Department of Orthopedics, University Medical Center Utrecht, Utrecht, The Netherlands.
Institute of Biological Chemistry, Biophysics and Bioengineering, School of Engineering and Physical Sciences, Heriot-Watt University, Edinburgh, UK.
Acta Biomater. 2018 Jan 15;66:238-247. doi: 10.1016/j.actbio.2017.11.029. Epub 2017 Nov 23.
Hydrogel-based 3D cell cultures are an emerging strategy for the regeneration of cartilage. In an attempt to regenerate dysfunctional intervertebral discs, nucleus pulposus (NP) cells can be cultured in hydrogels of various kinds and physical properties. Stiffness sensing through focal adhesions is believed to direct chondrogenesis, but the mechanisms by which this works are largely unknown. In this study we compared focal adhesion formation and glycosaminoglycan (GAG) deposition by NP cells in a range of hydrogels. Using a focal adhesion kinase (FAK) inhibitor, we demonstrated that focal adhesion signaling is involved in the response of NP cells in hydrogels that contain integrin binding sites (i.e. methacrylated gelatin (gelMA) and type II collagen), but not in hydrogels deplete from integrin binding sites such as alginate and agarose, or CD44-binding hydrogels based on hyaluronic acid. As a result of FAK inhibition we observedenhanced proteoglycan production in gelMA, but decreased production in type II collagen hydrogels, which could be explained by alteration in cell fate as supported by the increase in the adipogenic marker peroxisome proliferator-activated receptor gamma (PPARy). Furthermore, GAG deposition was inversely proportional to polymer concentration in integrin-binding gelMA, while no direct relationship was found for the non-integrin binding gels alginate and agarose. This corroborates our finding that focal adhesion formation plays an important role in NP cell response to its surrounding matrix.

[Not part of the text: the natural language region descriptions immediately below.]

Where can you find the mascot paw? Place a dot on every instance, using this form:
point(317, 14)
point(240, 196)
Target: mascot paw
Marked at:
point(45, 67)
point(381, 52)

Biomaterials are increasingly being investigated for regenerative medicine applications, including regeneration of the nucleus pulposus. Cells interact with their environment and are influenced by extracellular matrix or polymer properties. Insight in these interactions can improve regeneration and helps to understand degeneration processes. The role of focal adhesion formation in the regenerative response of nucleus pulposus cells is largely unknown. Therefore, the relation between materials, stiffness and focal adhesion formation is studied here.
水凝胶基 3D 细胞培养是软骨再生的一种新兴策略。为了尝试再生功能失调的椎间盘,核髓细胞(NP)可以在各种物理性质的水凝胶中培养。通过粘着斑感知硬度被认为可以指导软骨生成,但其中的机制在很大程度上尚不清楚。在这项研究中,我们比较了 NP 细胞在一系列水凝胶中的粘着斑形成和糖胺聚糖(GAG)沉积。使用粘着斑激酶(FAK)抑制剂,我们证明粘着斑信号参与了含有整合素结合位点的水凝胶(即甲基丙烯酰化明胶(gelMA)和 II 型胶原)中 NP 细胞的反应,但不参与缺乏整合素结合位点的水凝胶,如藻酸盐和琼脂糖,或基于透明质酸的 CD44 结合水凝胶。由于 FAK 抑制,我们观察到在 gelMA 中增强了蛋白聚糖的产生,但在 II 型胶原水凝胶中减少了产生,这可以通过细胞命运的改变来解释,这得到了脂肪生成标记物过氧化物酶体增殖物激活受体γ(PPARγ)增加的支持。此外,GAG 沉积与整合素结合的 gelMA 中的聚合物浓度成反比,而对于非整合素结合的藻酸盐和琼脂糖凝胶则没有发现直接关系。这证实了我们的发现,即粘着斑形成在 NP 细胞对周围基质的反应中起着重要作用。
生物材料越来越多地被用于再生医学应用,包括椎间盘的再生。细胞与其环境相互作用,并受到细胞外基质或聚合物特性的影响。了解这些相互作用可以改善再生并有助于理解退化过程。粘着斑形成在核髓细胞再生反应中的作用在很大程度上尚不清楚。因此,这里研究了材料、刚度和粘着斑形成之间的关系。